Paula Vaz: ‘Nenhum corpo é dono de outro corpo’

Paula Vaz, poeta, psicanalista e romancista, lança “Atire a primeira pedra neste coração cansado” (Record), romance de estreia em que investiga o amor, o desejo e as ambiguidades das relações afetivas por meio de uma escrita atravessada pela poesia, pela literatura e pela escuta psicanalítica (Foto: Marcia Charnizon/ Divulgação)
Paula Vaz já havia publicado quatro obras poéticas – “Não se sai de árvore por meio de árvore: ponge-poesia”, “A outra língua: amor”, “Deserto” e “O reino animal da poesia” – quando sentiu que a poesia havia secado. Aí veio a vontade de experimentar um novo formato, um gênero diferente. Resolveu buscar a prosa e escreveu um romance, cujo título, curiosamente, já existia bem antes de o livro nascer. “Atire a primeira pedra neste coração cansado” (Record, 144 páginas) é o novo lançamento e traz uma história sobre amor, ambiguidades, complexidades, paradoxos contidos nas relações afetivas e desejo.

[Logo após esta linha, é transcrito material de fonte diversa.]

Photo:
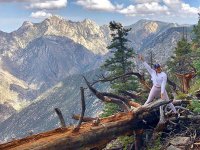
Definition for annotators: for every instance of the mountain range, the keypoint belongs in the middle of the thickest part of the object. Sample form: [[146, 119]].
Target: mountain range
[[49, 58]]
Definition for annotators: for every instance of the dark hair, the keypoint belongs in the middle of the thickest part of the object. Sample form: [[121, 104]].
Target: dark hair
[[156, 66]]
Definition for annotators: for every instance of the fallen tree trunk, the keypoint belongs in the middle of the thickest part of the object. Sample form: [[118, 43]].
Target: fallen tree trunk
[[88, 136]]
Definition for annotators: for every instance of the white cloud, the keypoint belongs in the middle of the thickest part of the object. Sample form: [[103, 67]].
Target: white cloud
[[48, 4], [179, 8], [40, 14], [145, 1], [105, 5], [20, 1], [188, 9], [145, 9]]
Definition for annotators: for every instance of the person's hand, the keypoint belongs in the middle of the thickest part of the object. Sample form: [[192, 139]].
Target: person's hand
[[162, 96], [141, 57]]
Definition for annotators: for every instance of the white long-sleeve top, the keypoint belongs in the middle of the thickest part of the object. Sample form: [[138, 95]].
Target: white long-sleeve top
[[159, 79]]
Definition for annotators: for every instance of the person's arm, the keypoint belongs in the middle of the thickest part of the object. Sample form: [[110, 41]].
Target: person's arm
[[163, 84], [149, 69]]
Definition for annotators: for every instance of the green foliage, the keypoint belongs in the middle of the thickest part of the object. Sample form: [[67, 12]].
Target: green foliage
[[195, 87], [195, 106], [109, 109], [196, 46], [157, 145], [118, 64], [126, 140], [181, 62], [196, 31], [181, 95], [121, 61]]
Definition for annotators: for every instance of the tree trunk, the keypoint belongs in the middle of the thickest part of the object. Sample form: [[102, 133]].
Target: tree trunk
[[89, 136]]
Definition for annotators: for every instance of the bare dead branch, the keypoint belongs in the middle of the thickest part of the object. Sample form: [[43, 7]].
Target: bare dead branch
[[110, 79], [60, 116], [99, 95]]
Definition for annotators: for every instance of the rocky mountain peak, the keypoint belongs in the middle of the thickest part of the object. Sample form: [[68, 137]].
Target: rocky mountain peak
[[27, 24], [151, 27], [89, 22]]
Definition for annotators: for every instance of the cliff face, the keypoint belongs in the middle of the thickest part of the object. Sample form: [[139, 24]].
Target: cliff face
[[40, 115], [47, 55], [49, 59]]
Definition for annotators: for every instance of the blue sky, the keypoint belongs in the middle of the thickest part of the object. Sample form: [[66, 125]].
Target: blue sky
[[14, 12]]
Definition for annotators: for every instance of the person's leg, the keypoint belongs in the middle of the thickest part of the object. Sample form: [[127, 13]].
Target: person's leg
[[153, 93], [166, 97]]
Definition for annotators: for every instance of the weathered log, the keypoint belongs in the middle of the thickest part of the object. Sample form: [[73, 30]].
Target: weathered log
[[60, 116], [85, 119], [88, 136]]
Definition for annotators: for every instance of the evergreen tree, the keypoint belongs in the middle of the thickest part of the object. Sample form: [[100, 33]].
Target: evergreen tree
[[181, 62], [122, 60], [119, 63], [196, 46]]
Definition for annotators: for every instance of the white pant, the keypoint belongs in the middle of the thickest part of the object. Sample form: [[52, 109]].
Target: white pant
[[155, 93]]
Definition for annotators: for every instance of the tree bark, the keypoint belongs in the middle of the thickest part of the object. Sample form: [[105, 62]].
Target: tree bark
[[88, 136]]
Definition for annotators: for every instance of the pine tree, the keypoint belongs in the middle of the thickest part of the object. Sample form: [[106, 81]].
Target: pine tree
[[196, 46], [119, 63], [181, 61], [122, 60]]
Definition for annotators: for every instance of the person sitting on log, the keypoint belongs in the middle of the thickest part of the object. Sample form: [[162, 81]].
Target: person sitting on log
[[159, 79]]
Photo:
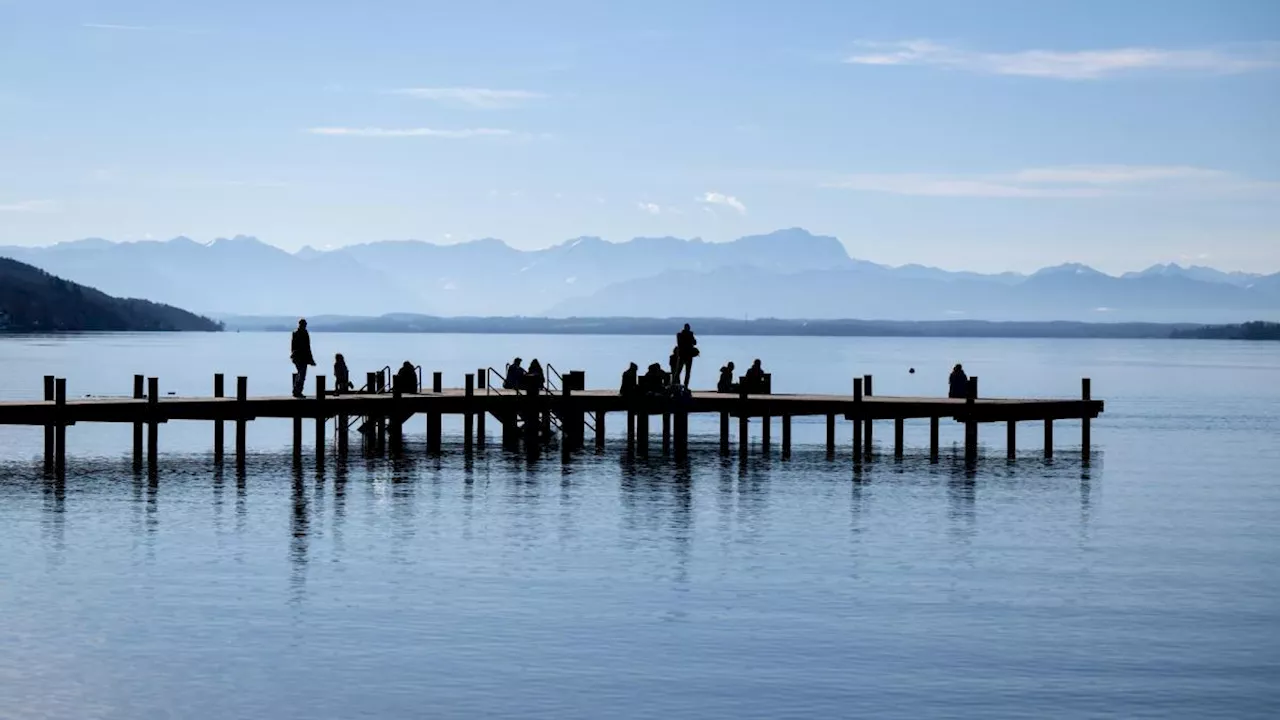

Laura, uma mulher casada de cinquenta anos, tenta superar Mathias, o amante que marcou profundamente sua vida, enquanto revisita o passado em um balanço íntimo de leituras, amores interrompidos e perguntas persistentes. Ela atravessa um casamento morno e paixões intensas, evocando relações que resistem como vestígios do desejo. “Nessa procura do reencontro consigo mesma, se pergunta onde termina seu próprio corpo e onde começa o do outro. E descobre que talvez a maior liberdade seja entregar-se ao amor sem temer as pedras que encontrar no caminho.”
Na construção da narrativa, Paula apostou em um vaivém de lembranças e repetições. São “fragmentos do que ficou dos afetos da Laura, dos detalhes que marcaram o percurso dela”, explica a autora. E, em meio a devaneios e fantasias da personagem, misturam-se referências da literatura, do cinema e da psicanálise.
“Queremos o que o nosso desejo quer. Em ‘Atire a primeira pedra neste coração cansado’, Paula Vaz nos faz olhar para esse lugar que tanto nos fascina e assusta. Nele o desejo nos encosta na parede: – o que você vai fazer comigo? – Não há silêncio possível como resposta”, sentencia Carla Madeira, na orelha da publicação, adiantando, ainda, que o romance dessa poetisa e romancista belo-horizontina nos convida a viver a travessia amorosa de Laura e seus amantes sem julgamento.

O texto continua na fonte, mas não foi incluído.